The Heide Circle is known for the intertwined personal and professional lives of the people involved. Atyeo had an affair with Sunday; Dyring had an affair with John. Art historian Janine Burke has suggested Nolan and Sunday Reed had a close collaborative relationship. According to Burke, Reed helped Nolan find his artistic voice and in the process developed from a studio assistant to painting sections of the works herself, in particular the red and white squares in The Trial.

Nolan left his Kelly paintings at Heide when he departed under emotionally charged circumstances in 1947. He had lived in a ménage à trois with the Reeds for several years. Nolan wanted Sunday to commit herself to him and after her refusal he married John Reed's sister Cynthia. Although he spoke to the Reeds only once again, his years there have been seen as a significant factor in all their lives. Nolan once told Reed to take what she wanted, but he subsequently demanded all his works back. Reed returned 284 of his other paintings and drawings, but she refused to give up the 25 remaining Kellys, partly because she saw the works as fundamental to the proposed Heide Museum of Modern Art. She gave them to the National Gallery of Australia in 1977, resolving the dispute.

In the 1950s, Heide was again the centre of a circle of younger artists and poets, including Charles Blackman, Robert Dickerson, Judith Wright, Barrett Reid, Charles Osborne, Laurence Hope and Nadine Amadio. Reed was the first person to buy Blackman's work extensively. In the 1960s, Sweeney Reed invited his circle of artist and poet friends to Heide; these included Les Kossatz, Allan Mitelman, Shelton Lea and Russell Deeble.

==In popular culture==
According to David Rainey, the relationship between Sunday Reed and Sidney Nolan is the basis for Alex Miller's 2011 novel Autumn Laing.
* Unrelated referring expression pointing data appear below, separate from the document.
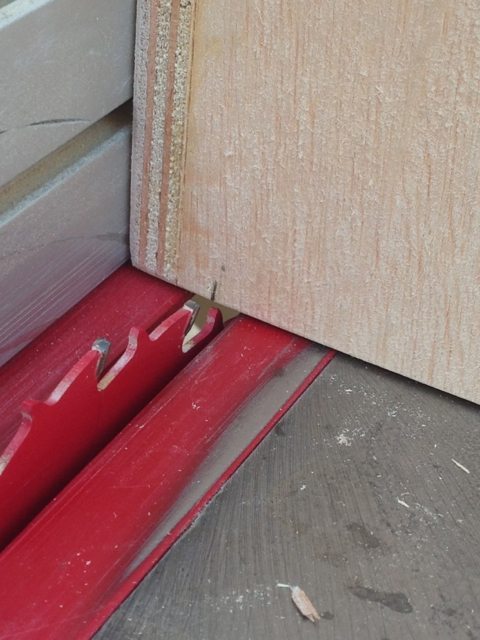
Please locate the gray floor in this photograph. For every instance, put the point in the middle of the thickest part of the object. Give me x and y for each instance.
(356, 498)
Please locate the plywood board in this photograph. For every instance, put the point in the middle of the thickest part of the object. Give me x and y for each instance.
(355, 497)
(316, 165)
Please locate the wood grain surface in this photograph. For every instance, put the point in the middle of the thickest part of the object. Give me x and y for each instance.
(316, 165)
(356, 497)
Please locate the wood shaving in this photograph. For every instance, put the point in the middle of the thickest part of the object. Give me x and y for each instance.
(302, 602)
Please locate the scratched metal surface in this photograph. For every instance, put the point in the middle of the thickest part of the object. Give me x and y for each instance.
(356, 498)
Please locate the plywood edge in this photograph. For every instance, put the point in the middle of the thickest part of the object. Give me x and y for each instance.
(163, 61)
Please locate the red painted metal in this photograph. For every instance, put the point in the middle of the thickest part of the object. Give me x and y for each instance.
(71, 565)
(127, 298)
(59, 436)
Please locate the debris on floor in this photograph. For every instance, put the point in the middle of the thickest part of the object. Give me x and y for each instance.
(302, 602)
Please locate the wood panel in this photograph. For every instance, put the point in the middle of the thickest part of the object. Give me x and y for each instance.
(316, 165)
(64, 65)
(63, 229)
(356, 498)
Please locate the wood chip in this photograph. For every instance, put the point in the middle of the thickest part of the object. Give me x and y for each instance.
(304, 604)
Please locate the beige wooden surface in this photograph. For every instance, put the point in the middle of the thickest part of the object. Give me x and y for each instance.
(316, 164)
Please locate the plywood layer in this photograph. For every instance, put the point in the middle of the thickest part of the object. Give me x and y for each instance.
(316, 165)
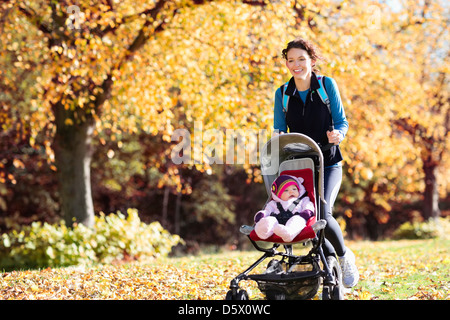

Philippe Mora's 2013 film Absolutely Modern discusses modernism, the female muse, and sexuality in art; it is based on 1940s Heide.

Rainey's 2014 play The Ménage at Soria Moria is a fictitious performance piece exploring the relationship between the Reeds and Nolan, both during Heide's heyday in the 1940s and in the years after.

Anthony Weigh's 2023 play ‘Sunday’ explore the relationship between Nolan and Sunday Reed.

The Sunday Reeds, an Adelaide rock band active since 2015, are named after her.

==Namesakes==
Nicole Kidman and Keith Urban's daughter Sunday Rose Kidman, born in 2008, is said to be named after Reed; Kidman's father, Antony Kidman, has said he suggested the name. Urban stated in a 2009 interview that she was named after the day of the week, not Reed.